In The Year of Living Dangerously, the dwarf photographer – Billy Kwan as portrayed by Linda Hunt – offers the following advice: “Don’t think about the major issues. You do what you can about the misery in front of you. You add your light to the sum of all light.”
Bearing witness to misery. Illuminating it. Adding light to the sum of light. These I considered as important duties whilst working as a reporter at the Cape Argus in my native South Africa. But with those duties comes responsibility, and the need for an ethical code according to which one must navigate illuminating misery.
When a reporter bears witness simply to advance his or her own career path, there may set in the temptation to be hyperbolic and to exploit painful human situations and people experiencing these. Instead of illuminating injustice towards the goals of critique and restitution, the process can become self-serving to the reporter, their career and how they (rather than their subjects) stand to gain from the exposure.
An ethical code for the reporters witnessing and illuminating misery should guide them away from the self-serving, careerist aspects of their work and towards the goal of contributing towards a more just society. I believe that two guidelines can assist:
1) Be true to your subjects. Treat subjects, those whose misery you report on, as human beings deserving of dignity. Do not reduce them to clichés which reinforce the idea of them as hapless victims – less capable than more fortunate people. Do not use them as props to simply advance a story. Place them and their concerns at the centre of the story.
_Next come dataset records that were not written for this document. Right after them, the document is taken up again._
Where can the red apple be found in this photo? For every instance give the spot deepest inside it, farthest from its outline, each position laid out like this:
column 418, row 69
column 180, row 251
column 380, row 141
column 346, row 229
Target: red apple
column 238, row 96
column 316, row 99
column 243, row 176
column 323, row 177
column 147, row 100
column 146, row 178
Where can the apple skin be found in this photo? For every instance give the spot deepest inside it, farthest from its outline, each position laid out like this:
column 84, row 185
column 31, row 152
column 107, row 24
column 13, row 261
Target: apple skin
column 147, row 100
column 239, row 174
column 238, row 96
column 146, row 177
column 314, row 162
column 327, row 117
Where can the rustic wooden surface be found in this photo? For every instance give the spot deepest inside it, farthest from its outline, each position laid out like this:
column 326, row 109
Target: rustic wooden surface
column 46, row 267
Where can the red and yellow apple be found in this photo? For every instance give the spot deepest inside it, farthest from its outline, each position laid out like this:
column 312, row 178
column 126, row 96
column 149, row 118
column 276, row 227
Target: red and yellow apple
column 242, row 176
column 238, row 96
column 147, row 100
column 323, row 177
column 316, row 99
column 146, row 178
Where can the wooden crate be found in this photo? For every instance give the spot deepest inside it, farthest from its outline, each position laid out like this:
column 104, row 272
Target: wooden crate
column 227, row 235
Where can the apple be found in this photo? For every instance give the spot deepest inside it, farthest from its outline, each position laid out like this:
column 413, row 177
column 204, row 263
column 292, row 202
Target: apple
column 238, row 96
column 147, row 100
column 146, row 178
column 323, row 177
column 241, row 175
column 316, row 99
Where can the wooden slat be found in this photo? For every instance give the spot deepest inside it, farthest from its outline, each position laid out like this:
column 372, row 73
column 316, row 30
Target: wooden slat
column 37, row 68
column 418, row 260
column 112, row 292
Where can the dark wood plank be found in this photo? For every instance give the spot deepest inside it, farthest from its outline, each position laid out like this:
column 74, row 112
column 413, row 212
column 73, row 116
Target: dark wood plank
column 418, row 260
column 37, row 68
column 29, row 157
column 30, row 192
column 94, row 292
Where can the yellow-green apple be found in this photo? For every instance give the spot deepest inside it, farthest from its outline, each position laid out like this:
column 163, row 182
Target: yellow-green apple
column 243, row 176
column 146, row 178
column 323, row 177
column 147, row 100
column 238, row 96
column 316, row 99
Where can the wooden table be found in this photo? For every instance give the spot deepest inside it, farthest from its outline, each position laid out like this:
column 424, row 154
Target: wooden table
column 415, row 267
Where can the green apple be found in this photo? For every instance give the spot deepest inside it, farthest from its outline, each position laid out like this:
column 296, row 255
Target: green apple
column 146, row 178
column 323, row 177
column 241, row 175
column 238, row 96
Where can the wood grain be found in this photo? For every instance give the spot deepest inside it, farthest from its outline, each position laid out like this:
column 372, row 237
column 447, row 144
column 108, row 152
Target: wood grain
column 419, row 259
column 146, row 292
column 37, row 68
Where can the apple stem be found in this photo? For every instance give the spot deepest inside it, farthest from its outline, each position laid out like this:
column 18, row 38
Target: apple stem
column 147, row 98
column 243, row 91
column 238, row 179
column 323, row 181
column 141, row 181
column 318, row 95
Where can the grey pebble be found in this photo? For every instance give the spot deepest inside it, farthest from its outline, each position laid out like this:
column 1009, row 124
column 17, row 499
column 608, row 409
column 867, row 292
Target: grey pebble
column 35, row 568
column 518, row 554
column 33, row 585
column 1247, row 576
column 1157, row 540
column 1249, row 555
2) Report towards a restitution. In each example of human misery human interventions are possible to provide relief and lessen suffering. Often human decisions and actions have resulted in the suffering to begin with. Do not simply report on suffering for the sake of exposing it. Illuminating suffering should serve the higher purpose of alleviating the suffering, by identifying remedial actions or support that are needed (these may be couched in an identification of the causes of misery).